We were being paranoid. I'd already admitted it. After our midnight ride through Brighton he had a pretty good idea of how my mind worked.

 

“I don't care if they see me checking out their pipe on the surface, Tom. I don't even care if they recognize me. But if they see a diver, that's a giveaway. Then they know they're in trouble. So just bear with me.”

 

So he climbed into the water and I towed him, submerged, to a place where the water turned black. Then I cut the motor. He thumped on the bottom of the Zode.

 

I gave him a minute to get clear, then restarted the motor and just idled back and forth for a few minutes. I already had pretty good maps, but this was a chance to embellish them, note down clumps of trees, docking facilities, hidden sandbars, and media-support areas. About half a mile south was a public pier belonging to a state park; then, moving north, there was a chainlink fence running down to the water, separating park land from the Swiss Bastards' right-of-way.
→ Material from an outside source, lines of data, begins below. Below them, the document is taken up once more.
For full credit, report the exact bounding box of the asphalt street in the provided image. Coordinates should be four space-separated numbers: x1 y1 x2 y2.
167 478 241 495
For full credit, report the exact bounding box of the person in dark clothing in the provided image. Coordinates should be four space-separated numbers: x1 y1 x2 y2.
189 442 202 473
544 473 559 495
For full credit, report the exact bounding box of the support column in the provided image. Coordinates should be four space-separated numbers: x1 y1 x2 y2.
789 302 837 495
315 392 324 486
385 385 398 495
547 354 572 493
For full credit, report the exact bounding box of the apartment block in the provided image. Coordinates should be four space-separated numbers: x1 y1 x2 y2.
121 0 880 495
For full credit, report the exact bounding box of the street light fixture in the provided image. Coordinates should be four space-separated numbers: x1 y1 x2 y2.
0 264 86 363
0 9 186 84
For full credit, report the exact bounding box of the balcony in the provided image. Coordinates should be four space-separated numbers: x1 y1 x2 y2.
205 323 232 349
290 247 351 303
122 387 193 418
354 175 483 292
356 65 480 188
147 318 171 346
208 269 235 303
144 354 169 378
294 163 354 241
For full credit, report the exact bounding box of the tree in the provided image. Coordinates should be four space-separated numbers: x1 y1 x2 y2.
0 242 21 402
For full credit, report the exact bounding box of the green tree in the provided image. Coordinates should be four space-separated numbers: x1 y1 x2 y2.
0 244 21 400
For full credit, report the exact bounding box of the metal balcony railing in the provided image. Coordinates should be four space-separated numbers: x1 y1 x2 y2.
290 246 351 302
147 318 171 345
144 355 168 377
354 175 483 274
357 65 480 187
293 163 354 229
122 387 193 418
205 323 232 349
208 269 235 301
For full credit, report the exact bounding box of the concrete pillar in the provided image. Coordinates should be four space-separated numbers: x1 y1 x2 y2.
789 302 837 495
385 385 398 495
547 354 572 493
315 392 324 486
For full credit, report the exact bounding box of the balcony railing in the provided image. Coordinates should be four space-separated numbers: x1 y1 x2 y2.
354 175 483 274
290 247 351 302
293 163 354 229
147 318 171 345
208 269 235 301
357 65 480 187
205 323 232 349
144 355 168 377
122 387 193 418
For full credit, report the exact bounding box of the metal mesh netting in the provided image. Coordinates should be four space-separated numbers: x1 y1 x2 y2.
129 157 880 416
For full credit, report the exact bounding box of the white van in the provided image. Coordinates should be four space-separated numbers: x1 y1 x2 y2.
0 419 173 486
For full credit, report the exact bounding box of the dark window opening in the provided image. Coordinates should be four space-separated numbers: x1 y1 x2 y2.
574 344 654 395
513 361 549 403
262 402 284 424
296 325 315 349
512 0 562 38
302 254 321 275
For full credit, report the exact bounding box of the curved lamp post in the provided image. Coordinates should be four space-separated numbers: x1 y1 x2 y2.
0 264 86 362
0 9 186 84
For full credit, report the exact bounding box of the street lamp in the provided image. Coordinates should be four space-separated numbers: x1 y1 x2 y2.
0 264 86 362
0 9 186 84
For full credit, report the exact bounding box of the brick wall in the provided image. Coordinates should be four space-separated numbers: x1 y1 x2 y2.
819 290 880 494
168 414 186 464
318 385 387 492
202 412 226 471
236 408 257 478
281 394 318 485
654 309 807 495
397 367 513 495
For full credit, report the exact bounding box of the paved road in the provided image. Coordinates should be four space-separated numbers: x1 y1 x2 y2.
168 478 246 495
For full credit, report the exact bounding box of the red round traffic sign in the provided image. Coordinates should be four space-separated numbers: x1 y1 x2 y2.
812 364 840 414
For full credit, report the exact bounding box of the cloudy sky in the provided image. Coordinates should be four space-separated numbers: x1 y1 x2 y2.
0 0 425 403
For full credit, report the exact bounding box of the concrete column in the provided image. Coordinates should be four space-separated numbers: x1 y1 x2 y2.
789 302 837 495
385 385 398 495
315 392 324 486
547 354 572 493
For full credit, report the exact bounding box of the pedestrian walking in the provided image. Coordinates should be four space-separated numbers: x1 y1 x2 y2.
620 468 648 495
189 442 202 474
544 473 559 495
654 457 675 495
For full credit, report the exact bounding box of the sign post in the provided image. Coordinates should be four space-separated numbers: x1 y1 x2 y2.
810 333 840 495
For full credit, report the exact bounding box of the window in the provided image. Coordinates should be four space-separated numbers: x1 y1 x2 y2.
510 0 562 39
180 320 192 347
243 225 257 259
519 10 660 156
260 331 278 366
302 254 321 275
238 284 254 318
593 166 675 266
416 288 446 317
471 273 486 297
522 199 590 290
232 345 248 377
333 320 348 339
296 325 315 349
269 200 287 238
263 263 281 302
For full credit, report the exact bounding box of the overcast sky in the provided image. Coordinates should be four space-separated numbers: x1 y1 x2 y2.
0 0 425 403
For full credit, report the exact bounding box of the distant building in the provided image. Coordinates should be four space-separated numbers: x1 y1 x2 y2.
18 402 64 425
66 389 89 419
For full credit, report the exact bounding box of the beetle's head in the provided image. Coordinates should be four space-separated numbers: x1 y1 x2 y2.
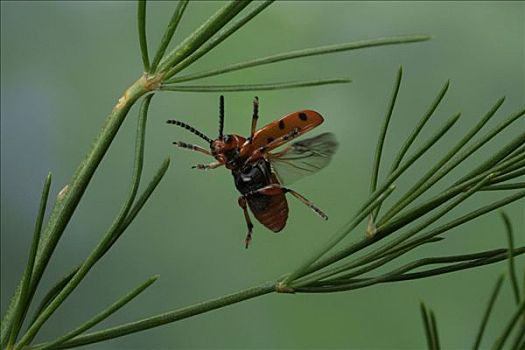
210 135 246 169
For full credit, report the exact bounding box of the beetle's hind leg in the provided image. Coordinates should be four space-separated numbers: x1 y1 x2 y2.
238 196 253 248
246 184 328 220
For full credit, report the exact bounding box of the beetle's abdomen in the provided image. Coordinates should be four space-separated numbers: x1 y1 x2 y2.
248 193 288 232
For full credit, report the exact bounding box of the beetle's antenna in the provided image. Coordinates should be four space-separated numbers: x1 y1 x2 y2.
219 95 224 139
166 119 212 143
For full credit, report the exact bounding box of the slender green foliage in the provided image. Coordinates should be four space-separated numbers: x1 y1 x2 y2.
166 35 430 84
151 0 189 72
137 0 150 72
160 78 352 92
493 298 525 350
8 173 51 347
4 0 525 350
472 275 505 350
500 211 520 304
36 276 159 350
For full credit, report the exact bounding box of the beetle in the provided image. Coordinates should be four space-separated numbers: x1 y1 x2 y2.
167 95 338 248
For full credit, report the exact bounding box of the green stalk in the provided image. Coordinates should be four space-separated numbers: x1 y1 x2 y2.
157 0 251 75
282 185 395 286
35 275 159 350
159 78 352 92
379 99 504 225
167 0 274 79
492 298 525 350
293 114 460 277
500 211 520 304
151 0 189 72
390 80 450 173
137 0 150 73
472 275 505 350
419 302 434 350
15 95 153 350
370 67 403 197
166 35 430 84
7 173 51 348
50 283 275 349
0 77 148 348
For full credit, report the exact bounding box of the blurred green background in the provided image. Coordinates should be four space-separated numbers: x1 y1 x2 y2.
1 1 525 349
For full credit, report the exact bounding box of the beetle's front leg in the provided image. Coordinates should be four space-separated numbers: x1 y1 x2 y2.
191 162 224 170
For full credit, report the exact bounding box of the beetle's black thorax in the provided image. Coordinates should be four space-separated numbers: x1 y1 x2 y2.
232 158 272 194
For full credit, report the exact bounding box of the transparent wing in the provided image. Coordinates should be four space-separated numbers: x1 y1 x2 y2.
268 133 338 185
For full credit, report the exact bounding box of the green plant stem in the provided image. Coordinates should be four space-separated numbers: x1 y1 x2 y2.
390 80 450 173
46 283 275 348
151 0 189 72
493 298 525 350
166 35 430 83
7 173 51 348
159 78 352 92
137 0 150 72
430 310 441 350
15 91 153 350
500 211 520 304
296 175 492 286
419 302 434 350
293 114 460 278
294 247 525 293
157 0 251 75
0 77 149 348
35 275 159 350
166 0 274 77
370 67 403 194
472 275 505 350
282 185 395 286
379 99 504 225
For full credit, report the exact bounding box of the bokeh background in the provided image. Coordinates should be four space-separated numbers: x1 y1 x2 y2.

A few hundred feet past that was another fence and then some private property, some old retired-fishermen's homes.

 

The Swiss Bastards' right-of-way was deceptively wooded. When the wind came up a little, the trees sighed and almost covered the rush-hour roar of the parkway. Just out of curiosity, I took the Zode closer to shore and scanned the trees with binoculars. One of the rent-a-cops loitering back there was giving himself away by his cigarette smoke. Or, knowing the habits of rent-a-cops, maybe it was oregano somebody had sold him as reefer.